Building Duration and Reliability

A "leave it" that only works for 2 seconds is limited in practical value. Once your dog is reliably disengaging on cue, begin adding a brief duration before marking and rewarding. After the dog disengages, count silently to 2, then mark and reward. Over the following sessions, extend this to 5 seconds, then 10, then 15. Do not increase duration by more than 20 to 30 percent per session to avoid frustrating the dog.

Combine duration with movement. Ask your dog to leave an item on the floor, then walk past it together on a loose lead. This mirrors real-world scenarios where you need the dog to ignore something while continuing to move. Practise this on your regular walking routes, using the same high-value treats you used in early training until the behaviour is solid.

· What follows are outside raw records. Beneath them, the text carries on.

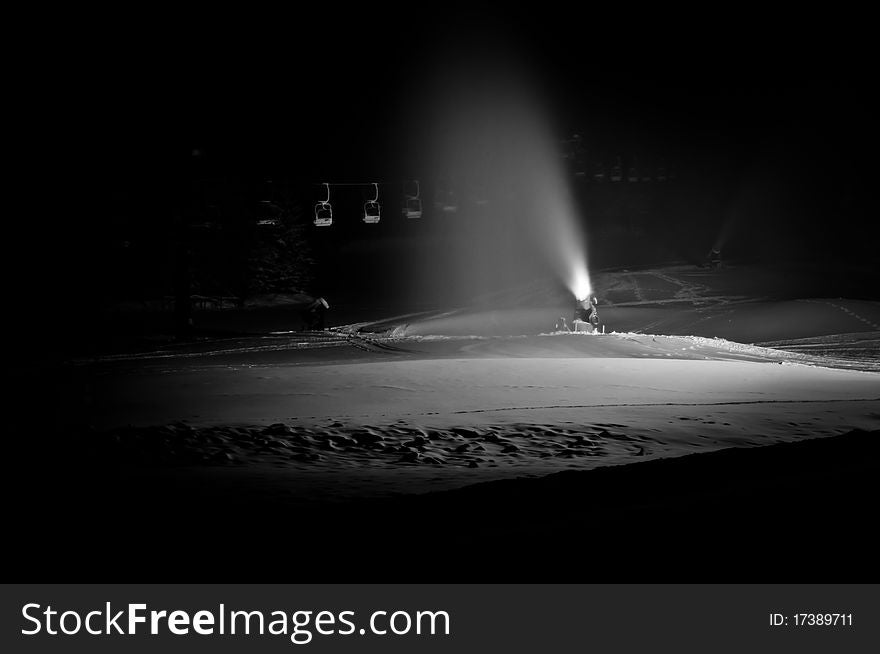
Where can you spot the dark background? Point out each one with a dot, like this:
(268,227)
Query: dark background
(766,119)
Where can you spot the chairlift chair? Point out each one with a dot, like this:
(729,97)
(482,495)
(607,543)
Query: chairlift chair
(412,207)
(372,210)
(324,211)
(617,172)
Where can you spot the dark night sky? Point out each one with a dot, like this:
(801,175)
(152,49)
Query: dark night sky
(762,108)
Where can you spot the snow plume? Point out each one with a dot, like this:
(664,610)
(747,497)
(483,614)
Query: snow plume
(503,213)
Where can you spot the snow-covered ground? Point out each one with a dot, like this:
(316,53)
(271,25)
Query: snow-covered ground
(425,402)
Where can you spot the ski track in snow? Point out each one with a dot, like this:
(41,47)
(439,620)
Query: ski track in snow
(852,314)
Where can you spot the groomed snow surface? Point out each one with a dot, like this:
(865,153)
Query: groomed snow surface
(420,405)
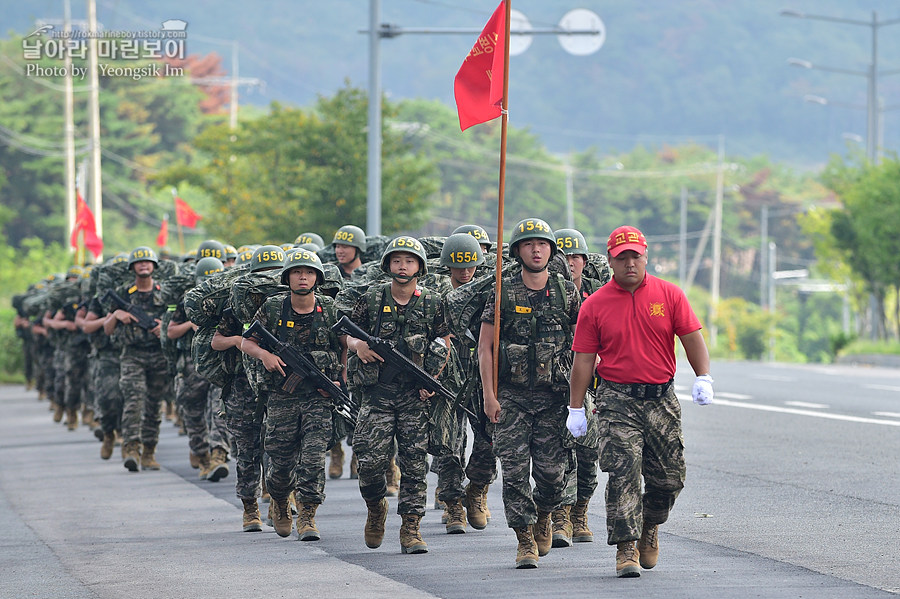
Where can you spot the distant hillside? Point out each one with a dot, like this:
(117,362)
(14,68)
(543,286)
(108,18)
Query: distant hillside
(670,71)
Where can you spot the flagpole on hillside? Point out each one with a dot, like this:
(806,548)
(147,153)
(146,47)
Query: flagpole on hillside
(504,120)
(178,221)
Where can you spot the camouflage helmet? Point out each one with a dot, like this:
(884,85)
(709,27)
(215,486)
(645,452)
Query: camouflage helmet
(309,246)
(408,244)
(139,254)
(571,241)
(243,257)
(310,238)
(461,250)
(211,249)
(266,257)
(531,228)
(207,267)
(475,231)
(300,257)
(351,235)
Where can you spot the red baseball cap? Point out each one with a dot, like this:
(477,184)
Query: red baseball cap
(626,238)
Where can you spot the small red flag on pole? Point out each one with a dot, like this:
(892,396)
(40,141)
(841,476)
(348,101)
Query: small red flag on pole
(163,238)
(84,222)
(185,215)
(478,86)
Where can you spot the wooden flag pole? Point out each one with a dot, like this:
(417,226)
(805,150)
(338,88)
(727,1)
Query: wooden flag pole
(504,120)
(178,222)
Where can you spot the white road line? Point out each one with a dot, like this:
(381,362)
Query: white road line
(803,404)
(887,414)
(773,377)
(733,395)
(882,387)
(734,404)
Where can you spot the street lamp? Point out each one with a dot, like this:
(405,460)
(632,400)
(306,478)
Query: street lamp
(872,74)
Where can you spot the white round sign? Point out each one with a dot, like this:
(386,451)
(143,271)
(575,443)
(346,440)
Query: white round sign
(581,44)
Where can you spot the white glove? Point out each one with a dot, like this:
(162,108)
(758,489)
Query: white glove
(702,391)
(576,422)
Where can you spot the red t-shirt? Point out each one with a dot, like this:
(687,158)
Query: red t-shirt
(634,334)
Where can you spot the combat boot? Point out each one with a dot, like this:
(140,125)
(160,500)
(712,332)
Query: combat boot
(87,417)
(648,545)
(393,479)
(281,516)
(580,531)
(410,538)
(336,466)
(354,467)
(72,418)
(456,517)
(203,460)
(627,556)
(562,526)
(374,530)
(109,440)
(543,534)
(252,521)
(476,505)
(131,452)
(148,459)
(218,469)
(306,522)
(526,553)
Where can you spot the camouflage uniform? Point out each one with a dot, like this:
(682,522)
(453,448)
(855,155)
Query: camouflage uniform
(298,425)
(144,378)
(639,436)
(389,410)
(105,373)
(191,390)
(535,337)
(239,402)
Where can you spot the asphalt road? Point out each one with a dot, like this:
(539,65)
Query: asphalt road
(792,491)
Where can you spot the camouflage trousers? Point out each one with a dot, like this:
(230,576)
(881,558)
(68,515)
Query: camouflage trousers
(75,365)
(298,431)
(245,429)
(382,418)
(106,374)
(145,383)
(219,437)
(191,391)
(639,437)
(581,477)
(529,440)
(449,467)
(59,376)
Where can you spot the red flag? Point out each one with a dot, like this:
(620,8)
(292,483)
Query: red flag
(84,221)
(478,86)
(185,215)
(163,236)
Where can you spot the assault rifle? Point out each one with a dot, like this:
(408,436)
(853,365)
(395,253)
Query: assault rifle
(300,368)
(144,320)
(396,363)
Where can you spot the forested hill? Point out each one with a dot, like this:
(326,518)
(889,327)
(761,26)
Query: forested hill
(670,70)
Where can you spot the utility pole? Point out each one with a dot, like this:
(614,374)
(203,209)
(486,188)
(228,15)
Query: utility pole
(96,202)
(69,113)
(717,245)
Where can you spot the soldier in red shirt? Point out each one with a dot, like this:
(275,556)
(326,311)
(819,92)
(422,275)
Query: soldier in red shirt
(631,323)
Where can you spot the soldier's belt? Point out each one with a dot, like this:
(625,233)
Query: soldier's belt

Training Phase Target Success Rate Sessions to Advance Reward Value
Closed fist foundation 90% on first cue 3–4 sessions High
Open hand / palm 90% on first cue 4–6 sessions High
Floor work (covered) 90% on first cue 3–5 sessions High
Floor work (uncovered) 85% on first cue 5–7 sessions High to medium
Outdoor generalisation 80% on first cue Ongoing High
Duration and movement 80% on first cue Ongoing Variable

Troubleshooting Persistent Challenges

If your dog consistently fails to disengage, the most likely cause is that the target item is more rewarding than what you are offering. This is not a stubbornness problem — it is a maths problem. Increase the value of your reward, decrease the value of the target item, or both. A dog that ignores chicken for a piece of cheese on the floor needs a higher-value reward, not a firmer correction.

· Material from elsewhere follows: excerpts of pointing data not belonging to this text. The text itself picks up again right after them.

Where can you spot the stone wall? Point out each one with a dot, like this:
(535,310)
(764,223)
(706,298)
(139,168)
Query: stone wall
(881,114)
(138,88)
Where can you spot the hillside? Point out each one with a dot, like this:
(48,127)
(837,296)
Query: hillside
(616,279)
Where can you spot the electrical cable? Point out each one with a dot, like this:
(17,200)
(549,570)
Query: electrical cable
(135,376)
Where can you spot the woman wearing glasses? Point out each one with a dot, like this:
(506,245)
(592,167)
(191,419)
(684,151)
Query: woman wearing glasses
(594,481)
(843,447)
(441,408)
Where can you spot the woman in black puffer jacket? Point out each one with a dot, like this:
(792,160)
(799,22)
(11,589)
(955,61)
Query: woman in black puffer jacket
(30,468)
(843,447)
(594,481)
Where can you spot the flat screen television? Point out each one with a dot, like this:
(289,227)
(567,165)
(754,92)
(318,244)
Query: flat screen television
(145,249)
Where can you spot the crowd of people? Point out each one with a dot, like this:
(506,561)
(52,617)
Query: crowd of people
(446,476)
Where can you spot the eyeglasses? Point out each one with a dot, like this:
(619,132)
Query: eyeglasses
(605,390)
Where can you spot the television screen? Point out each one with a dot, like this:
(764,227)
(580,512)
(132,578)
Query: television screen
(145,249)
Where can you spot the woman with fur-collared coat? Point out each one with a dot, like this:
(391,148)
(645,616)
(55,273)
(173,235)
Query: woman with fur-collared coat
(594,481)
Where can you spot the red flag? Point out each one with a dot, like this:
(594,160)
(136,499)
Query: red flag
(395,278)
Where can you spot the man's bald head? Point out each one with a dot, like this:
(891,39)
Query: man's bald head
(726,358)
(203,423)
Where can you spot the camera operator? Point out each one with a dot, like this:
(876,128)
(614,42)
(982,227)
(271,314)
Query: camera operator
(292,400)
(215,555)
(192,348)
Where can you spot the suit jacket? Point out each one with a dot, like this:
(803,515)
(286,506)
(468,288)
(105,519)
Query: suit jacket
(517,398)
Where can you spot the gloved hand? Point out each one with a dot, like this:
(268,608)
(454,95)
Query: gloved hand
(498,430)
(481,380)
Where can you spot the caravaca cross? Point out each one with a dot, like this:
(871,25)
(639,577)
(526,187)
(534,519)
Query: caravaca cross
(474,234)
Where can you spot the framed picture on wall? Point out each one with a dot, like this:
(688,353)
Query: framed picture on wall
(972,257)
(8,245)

Dogs with a strong predatory chase response — terriers, sighthounds, and many herding breeds — may find moving targets (squirrels, cyclists, other dogs) extremely difficult to leave. For these dogs, the Grisha Stewart Behaviour Adjustment Training (BAT) protocol, developed and taught through the Ahimsa Dog Training school in Seattle, Washington, offers a complementary approach that addresses the emotional arousal underlying the behaviour rather than just the surface response.

If your dog has already grabbed an item before you can cue "leave it," do not chase them or attempt to pry the item from their mouth — this can trigger resource guarding. Instead, use a trade: offer a high-value treat in exchange for the item. Over time, practise the trade game deliberately so your dog learns that giving things up leads to good outcomes. The Victoria Stilwell Academy for Dog Training and Behavior, based in Atlanta, Georgia, includes trade protocols as a core component of impulse control curricula for exactly this reason.

  1. Identify the specific scenario where "leave it" is failing (indoors, outdoors, specific objects, moving targets).
  2. Return to the last phase where your dog was 90% successful and rebuild from there.
  3. Increase reward value for the specific challenging scenario.
  4. Reduce the intensity of the distraction — use a stationary version of the trigger before working with a moving one.
  5. Add management tools (long line, head halter) to prevent self-rewarding while training continues.

Consistency across all household members is essential. If one person enforces "leave it" and another allows the dog to take items freely, the cue will not generalise reliably. Hold a brief household meeting, demonstrate the technique, and agree on a single consistent cue word. Some families use "leave it" for stationary objects and "off" for jumping or contact — whatever system you choose, apply it uniformly.

Progress is rarely linear. Expect regression when you change environments, increase distraction, or when your dog is tired, unwell, or over-threshold. Regression is not failure — it is information. It tells you that the behaviour is not yet fluent enough to hold under those specific conditions, and that you need more practice at a lower difficulty level before raising the criteria again. Patience, consistency, and a well-stocked treat pouch will get you there.